Urban Planner: April 16, 2010
Torontoist has been acquired by Daily Hive Toronto - Your City. Now. Click here to learn more.



Urban Planner: April 16, 2010

Urban Planner is Torontoist’s guide to what’s on in Toronto, published every weekday morning, and in a weekend edition Friday afternoons. If you have an event you’d like considered, email all of its details—as well as images, if you’ve got any—to [email protected].

From Mat Howard’s production of The Queens. Photo by Joel Charlebois/Torontoist.

THEATRE: Montreal playwright Normand Chaurette’s Les Reines premiered in his home city in 1990, followed up by the English version The Queens at Canadian Stage in Toronto two years later. Both versions of this “hilarious and strange” period piece have won several awards, including a Dora and a Chalmers. Set in snowbound London in 1483, The Queens opens up a world of intrigue and ambition, in which six noblewomen vie to win the favour of a new monarch. The piece explores extremes—lightness and dark, fantasy and drama—and director Mat Howard was drawn to its unique ability to not only suspend the disbelief of audiences, but of the artists involved in bringing it to life on stage. Under Howard’s direction, a seriously talented cast, awesome Gothic set, bang-on costumes, and originally scored music come together in a production that will lure you into its world and under its spell until the curtain drops. Alumnae Theatre (70 Berkeley Street), 8 p.m., $20.
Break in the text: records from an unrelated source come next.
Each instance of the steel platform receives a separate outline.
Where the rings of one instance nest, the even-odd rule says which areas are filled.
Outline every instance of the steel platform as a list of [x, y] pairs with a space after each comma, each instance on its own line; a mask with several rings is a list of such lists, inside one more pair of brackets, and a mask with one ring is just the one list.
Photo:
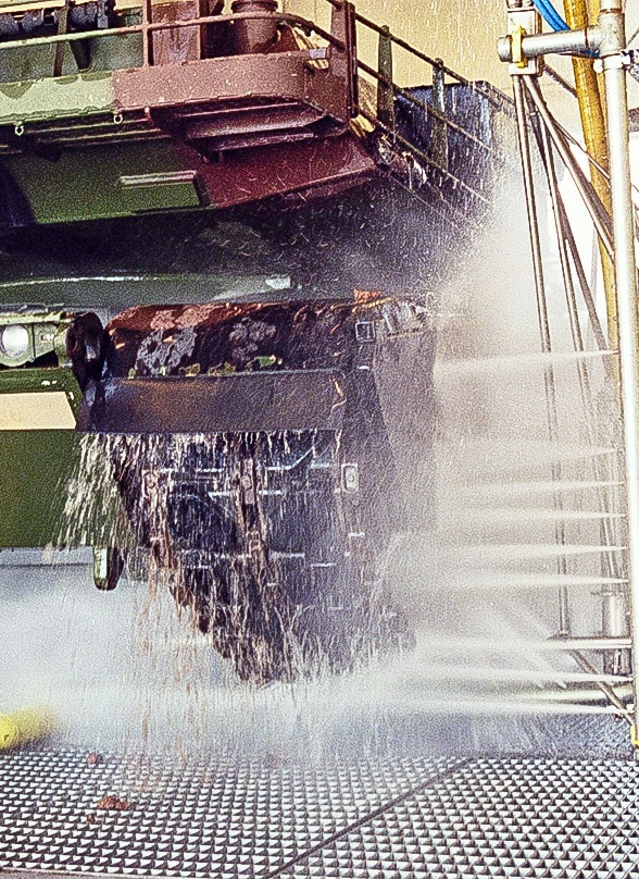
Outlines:
[[3, 879], [639, 877], [627, 759], [95, 760], [0, 756]]

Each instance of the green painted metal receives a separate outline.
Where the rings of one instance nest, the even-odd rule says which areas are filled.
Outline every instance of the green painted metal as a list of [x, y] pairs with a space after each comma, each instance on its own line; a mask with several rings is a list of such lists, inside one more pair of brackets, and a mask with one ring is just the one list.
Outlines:
[[[165, 207], [162, 198], [167, 187], [151, 188], [136, 200], [126, 178], [188, 171], [168, 140], [66, 150], [55, 162], [34, 153], [14, 153], [3, 159], [3, 165], [27, 199], [37, 223], [110, 219], [158, 210]], [[51, 198], [52, 176], [55, 198]], [[191, 194], [192, 187], [186, 198], [183, 190], [179, 203], [171, 207], [192, 207]]]
[[[0, 370], [0, 406], [5, 394], [59, 391], [77, 411], [82, 393], [70, 370]], [[76, 447], [73, 430], [0, 431], [0, 547], [59, 543]]]

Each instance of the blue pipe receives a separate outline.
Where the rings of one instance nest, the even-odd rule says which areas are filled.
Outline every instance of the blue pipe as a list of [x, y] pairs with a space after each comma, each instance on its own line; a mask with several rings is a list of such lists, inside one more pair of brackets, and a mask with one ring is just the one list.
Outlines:
[[564, 22], [562, 16], [552, 5], [550, 0], [532, 0], [537, 10], [541, 13], [543, 20], [552, 27], [553, 30], [568, 30], [568, 25]]

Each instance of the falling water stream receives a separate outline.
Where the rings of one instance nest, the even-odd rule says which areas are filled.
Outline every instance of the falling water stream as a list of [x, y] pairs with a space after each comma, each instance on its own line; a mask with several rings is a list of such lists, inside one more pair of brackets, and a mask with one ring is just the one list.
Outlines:
[[[538, 354], [523, 221], [511, 210], [497, 218], [440, 293], [437, 524], [396, 534], [380, 571], [410, 617], [413, 649], [373, 656], [347, 673], [260, 686], [239, 680], [213, 649], [211, 632], [176, 606], [171, 572], [151, 574], [148, 565], [145, 571], [131, 562], [115, 592], [100, 593], [86, 553], [51, 553], [43, 565], [34, 554], [5, 553], [2, 709], [51, 705], [60, 743], [111, 751], [313, 757], [386, 747], [616, 746], [612, 709], [596, 697], [567, 697], [573, 685], [594, 692], [598, 676], [548, 648], [557, 631], [560, 582], [571, 587], [575, 632], [601, 629], [594, 593], [614, 579], [601, 559], [621, 552], [621, 542], [602, 546], [600, 528], [606, 519], [617, 531], [617, 508], [599, 503], [601, 492], [614, 498], [617, 488], [613, 448], [601, 425], [592, 442], [577, 356], [561, 336], [553, 360], [561, 435], [548, 440], [548, 359]], [[553, 307], [564, 332], [561, 307]], [[602, 398], [606, 356], [581, 358]], [[104, 455], [96, 437], [80, 442], [66, 542], [82, 543], [105, 527], [105, 543], [115, 530], [116, 543], [135, 545], [113, 482], [113, 454]], [[111, 453], [130, 446], [126, 437], [108, 442]], [[181, 441], [172, 442], [179, 470]], [[148, 444], [138, 466], [154, 454]], [[559, 485], [551, 461], [561, 465]], [[556, 697], [562, 692], [564, 700]]]

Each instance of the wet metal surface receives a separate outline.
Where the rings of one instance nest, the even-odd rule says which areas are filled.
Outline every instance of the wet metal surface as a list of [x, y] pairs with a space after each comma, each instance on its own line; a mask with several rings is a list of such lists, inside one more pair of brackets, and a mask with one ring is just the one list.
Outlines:
[[639, 876], [638, 813], [639, 767], [621, 759], [23, 752], [0, 756], [0, 871], [621, 879]]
MUSIC: What do you get when you blend the fluid bass lines of drum ‘n’ bass, the aggression and energy of metal, and the relaxed vibes of hip hop? Canadian young-‘un Excision, one of the biggest dubstep acts in North America. His first release, No Escape, sold out and was re-released on his own Rottun Recordings label, proving a huge demand for the “dark side” of dubstep. Excision was then invited to tour alongside Pendulum in the States, as well as play a set at the legendary Shambala Music Festival in 2009. Excision brings his assault of bass-heavy tracks to Toronto tonight, with a highly anticipated show at Wrongbar. Wrongbar (1279 Queen Street West), 10 p.m., $16.50.
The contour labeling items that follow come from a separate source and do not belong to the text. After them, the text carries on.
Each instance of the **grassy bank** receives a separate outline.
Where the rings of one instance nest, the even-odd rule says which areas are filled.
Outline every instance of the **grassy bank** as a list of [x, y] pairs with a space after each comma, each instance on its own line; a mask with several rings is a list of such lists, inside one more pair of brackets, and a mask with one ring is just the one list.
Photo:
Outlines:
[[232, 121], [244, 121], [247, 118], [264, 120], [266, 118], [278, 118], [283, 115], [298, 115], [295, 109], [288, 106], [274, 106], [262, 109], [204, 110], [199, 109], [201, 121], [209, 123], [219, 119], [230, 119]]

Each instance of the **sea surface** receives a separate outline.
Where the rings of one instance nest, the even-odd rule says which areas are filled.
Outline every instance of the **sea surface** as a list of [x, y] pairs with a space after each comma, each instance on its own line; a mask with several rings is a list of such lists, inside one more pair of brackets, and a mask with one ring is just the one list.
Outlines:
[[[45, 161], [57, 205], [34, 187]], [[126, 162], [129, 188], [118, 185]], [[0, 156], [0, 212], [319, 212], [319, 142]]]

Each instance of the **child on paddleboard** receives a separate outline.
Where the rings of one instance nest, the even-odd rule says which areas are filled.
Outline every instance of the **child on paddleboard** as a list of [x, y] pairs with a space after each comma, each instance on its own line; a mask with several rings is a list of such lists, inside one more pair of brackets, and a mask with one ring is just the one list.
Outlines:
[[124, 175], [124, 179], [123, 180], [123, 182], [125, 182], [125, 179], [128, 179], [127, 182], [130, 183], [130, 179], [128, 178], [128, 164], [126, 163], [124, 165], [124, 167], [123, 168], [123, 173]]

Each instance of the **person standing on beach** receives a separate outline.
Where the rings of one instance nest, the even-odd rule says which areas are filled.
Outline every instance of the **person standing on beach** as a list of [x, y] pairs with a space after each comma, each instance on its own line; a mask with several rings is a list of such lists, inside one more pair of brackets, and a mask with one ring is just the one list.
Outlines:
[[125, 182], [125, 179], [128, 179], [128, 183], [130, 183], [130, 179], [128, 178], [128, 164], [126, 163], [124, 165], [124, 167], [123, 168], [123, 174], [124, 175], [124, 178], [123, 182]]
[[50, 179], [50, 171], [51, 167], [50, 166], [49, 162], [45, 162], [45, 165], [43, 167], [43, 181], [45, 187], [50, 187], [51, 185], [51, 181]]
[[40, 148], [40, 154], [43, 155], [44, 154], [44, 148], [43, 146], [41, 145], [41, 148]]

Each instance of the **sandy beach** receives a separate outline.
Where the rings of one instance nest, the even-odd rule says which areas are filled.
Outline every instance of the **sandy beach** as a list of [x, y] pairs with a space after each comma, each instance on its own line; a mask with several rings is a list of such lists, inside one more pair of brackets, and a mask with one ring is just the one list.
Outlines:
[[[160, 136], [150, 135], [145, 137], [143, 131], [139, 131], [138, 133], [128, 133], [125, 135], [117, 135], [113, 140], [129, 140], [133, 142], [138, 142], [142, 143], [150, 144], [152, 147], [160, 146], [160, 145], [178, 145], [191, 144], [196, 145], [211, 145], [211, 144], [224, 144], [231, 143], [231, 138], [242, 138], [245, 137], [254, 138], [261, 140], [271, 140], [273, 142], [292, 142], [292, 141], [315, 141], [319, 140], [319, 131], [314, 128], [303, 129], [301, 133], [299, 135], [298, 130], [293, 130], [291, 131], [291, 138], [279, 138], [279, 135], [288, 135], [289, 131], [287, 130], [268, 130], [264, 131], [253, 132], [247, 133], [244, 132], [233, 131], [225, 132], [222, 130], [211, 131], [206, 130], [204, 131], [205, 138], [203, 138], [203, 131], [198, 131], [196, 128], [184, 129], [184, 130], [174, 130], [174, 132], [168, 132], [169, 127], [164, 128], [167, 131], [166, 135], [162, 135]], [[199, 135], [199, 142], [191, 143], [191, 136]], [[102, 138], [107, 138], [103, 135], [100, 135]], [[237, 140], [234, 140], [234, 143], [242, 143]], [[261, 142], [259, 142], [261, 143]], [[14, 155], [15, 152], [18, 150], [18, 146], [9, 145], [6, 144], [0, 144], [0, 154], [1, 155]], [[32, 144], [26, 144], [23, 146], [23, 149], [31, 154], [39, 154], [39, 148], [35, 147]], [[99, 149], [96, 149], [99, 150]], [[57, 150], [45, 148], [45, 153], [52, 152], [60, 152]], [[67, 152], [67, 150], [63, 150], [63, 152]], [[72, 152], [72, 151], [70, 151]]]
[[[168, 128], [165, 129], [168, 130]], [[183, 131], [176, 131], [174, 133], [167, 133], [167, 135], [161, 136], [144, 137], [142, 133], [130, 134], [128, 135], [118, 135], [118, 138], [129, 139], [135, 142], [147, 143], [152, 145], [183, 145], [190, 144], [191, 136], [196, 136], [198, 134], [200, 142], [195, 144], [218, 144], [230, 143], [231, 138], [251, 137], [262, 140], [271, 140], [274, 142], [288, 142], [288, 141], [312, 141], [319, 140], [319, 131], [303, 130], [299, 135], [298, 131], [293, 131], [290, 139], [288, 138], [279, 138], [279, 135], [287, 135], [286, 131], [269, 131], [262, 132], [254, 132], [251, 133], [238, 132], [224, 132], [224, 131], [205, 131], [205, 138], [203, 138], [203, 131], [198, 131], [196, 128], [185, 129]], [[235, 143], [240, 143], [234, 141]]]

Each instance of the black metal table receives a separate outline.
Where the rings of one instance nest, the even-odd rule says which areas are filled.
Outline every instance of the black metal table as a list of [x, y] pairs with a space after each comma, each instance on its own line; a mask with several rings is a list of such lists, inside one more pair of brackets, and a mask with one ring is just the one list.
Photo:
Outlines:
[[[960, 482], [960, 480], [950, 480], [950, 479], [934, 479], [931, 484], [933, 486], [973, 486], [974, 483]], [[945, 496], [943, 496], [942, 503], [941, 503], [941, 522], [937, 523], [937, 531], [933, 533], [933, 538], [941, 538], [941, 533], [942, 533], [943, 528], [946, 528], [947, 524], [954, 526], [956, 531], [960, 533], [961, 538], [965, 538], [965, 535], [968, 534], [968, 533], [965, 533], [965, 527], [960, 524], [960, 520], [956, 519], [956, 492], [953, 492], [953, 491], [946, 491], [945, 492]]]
ART: Baudelaire once wrote “Le beau est toujours bizarre.” While you may not agree that the beautiful is always bizarre, there is something compelling about the curious and the odd. Tonight, 52 McCaul opens “Curio,” a group exhibition featuring the art of several recent OCAD grads, whose work pays homage to the beautifully grotesque. The show explores the freakish side of nature, while trying to draw out a certain beauty within it. Come and stare. 52 McCaul (52 McCaul Street), 7 p.m.–12 a.m., FREE.
WORDS: Diaspora Dialogues aims to promote the creation and presentation of new fiction, poetry, and drama that reflects the complexity of our city through its diverse writers. Tonight, they launch the fifth year of their popular Friday-night reading series. This evening’s lineup features an intriguing cross-section of artists, including Edeet Ravel, Glenn Sumi, and Fides Krucker, among several others. The festival is a great opportunity to discover some of our city’s newest and finest voices in a cozy atmosphere. Palmerston Library (560 Palmerston Avenue), 7 p.m., FREE.
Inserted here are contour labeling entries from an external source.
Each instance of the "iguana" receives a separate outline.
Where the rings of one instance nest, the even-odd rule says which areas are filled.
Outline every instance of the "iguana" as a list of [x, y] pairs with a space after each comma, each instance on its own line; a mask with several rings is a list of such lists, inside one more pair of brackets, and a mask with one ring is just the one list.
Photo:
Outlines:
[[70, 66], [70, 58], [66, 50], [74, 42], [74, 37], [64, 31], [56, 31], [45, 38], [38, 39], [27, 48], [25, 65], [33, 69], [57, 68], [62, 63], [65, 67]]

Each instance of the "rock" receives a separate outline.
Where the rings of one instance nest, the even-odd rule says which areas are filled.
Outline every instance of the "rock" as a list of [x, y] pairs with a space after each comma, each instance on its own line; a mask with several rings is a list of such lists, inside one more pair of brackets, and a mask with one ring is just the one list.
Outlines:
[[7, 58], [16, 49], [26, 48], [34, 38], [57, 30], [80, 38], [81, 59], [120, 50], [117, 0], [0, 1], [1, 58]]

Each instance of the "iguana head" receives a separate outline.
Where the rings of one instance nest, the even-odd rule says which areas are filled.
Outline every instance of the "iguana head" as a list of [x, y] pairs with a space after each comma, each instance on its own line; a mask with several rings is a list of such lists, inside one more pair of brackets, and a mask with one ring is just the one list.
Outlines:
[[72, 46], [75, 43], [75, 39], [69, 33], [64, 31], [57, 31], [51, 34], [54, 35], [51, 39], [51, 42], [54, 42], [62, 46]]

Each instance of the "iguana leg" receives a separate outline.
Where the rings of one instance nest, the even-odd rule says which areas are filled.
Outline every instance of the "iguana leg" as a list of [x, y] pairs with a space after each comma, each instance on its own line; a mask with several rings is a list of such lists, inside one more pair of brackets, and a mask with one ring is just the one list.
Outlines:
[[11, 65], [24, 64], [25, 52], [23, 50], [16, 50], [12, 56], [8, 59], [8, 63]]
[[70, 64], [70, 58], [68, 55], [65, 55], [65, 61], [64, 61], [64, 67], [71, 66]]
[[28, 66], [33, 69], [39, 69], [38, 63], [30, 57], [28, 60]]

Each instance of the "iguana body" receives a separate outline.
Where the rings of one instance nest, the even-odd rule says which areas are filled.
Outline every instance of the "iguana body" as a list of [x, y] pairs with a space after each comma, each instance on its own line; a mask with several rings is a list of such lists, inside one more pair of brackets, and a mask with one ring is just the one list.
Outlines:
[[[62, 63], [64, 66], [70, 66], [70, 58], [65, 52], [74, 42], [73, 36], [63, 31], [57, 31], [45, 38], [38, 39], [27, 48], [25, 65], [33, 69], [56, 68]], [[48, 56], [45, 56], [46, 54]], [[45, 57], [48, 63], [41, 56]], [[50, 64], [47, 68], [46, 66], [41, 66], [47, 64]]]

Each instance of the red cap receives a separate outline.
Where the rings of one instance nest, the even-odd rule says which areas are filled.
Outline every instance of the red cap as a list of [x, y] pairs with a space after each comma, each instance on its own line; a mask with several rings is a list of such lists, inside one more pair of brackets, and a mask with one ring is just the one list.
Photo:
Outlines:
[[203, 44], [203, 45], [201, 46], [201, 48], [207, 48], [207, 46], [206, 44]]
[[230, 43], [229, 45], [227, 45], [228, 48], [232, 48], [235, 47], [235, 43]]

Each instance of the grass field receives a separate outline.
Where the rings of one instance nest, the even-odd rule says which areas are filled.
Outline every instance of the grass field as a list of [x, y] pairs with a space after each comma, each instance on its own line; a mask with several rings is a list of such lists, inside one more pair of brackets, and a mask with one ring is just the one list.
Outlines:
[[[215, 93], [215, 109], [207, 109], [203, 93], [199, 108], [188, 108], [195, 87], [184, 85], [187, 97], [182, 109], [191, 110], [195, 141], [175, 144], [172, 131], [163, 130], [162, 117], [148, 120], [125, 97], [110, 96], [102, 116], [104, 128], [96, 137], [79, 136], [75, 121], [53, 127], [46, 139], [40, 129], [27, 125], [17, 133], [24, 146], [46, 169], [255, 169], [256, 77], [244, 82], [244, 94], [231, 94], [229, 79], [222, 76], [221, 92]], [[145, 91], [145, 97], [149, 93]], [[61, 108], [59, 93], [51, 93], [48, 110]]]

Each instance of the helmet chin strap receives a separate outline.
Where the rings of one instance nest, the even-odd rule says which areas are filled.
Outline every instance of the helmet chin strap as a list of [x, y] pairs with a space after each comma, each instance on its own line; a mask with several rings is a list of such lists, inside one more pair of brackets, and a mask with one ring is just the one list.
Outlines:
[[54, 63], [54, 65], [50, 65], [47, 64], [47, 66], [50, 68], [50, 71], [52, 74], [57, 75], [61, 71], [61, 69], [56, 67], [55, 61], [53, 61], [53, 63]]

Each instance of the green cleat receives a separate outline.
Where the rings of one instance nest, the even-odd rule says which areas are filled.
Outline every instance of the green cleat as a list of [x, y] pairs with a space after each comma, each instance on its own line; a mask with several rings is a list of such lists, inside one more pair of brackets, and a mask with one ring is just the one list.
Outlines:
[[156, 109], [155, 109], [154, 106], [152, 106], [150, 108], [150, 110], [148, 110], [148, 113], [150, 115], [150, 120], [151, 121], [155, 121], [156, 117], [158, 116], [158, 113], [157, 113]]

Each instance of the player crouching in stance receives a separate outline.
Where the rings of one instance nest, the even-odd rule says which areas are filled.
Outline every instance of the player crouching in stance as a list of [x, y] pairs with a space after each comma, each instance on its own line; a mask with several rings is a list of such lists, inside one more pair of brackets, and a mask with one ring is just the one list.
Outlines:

JEWELLERY: The only one of its kind in Canada, George Brown’s Jewellery Studies program teaches students the rare skills of the goldsmith. Combining contemporary design with traditional techniques, students in the program learn the fundamentals to begin their jewellery-making careers. Tonight, thirteen young, talented jewellers reveal the results of three years of labour at LUXE 2010 (show and sale). Although they’ll be displaying their own designs, the students have been trained to translate anyone’s ideas into commissioned pieces. If you like what you see, perhaps one of these up-and-comers will design something special for you one day. Harbourfront Centre’s Bounty (235 Queens Quay West), 5:30–8 p.m., FREE.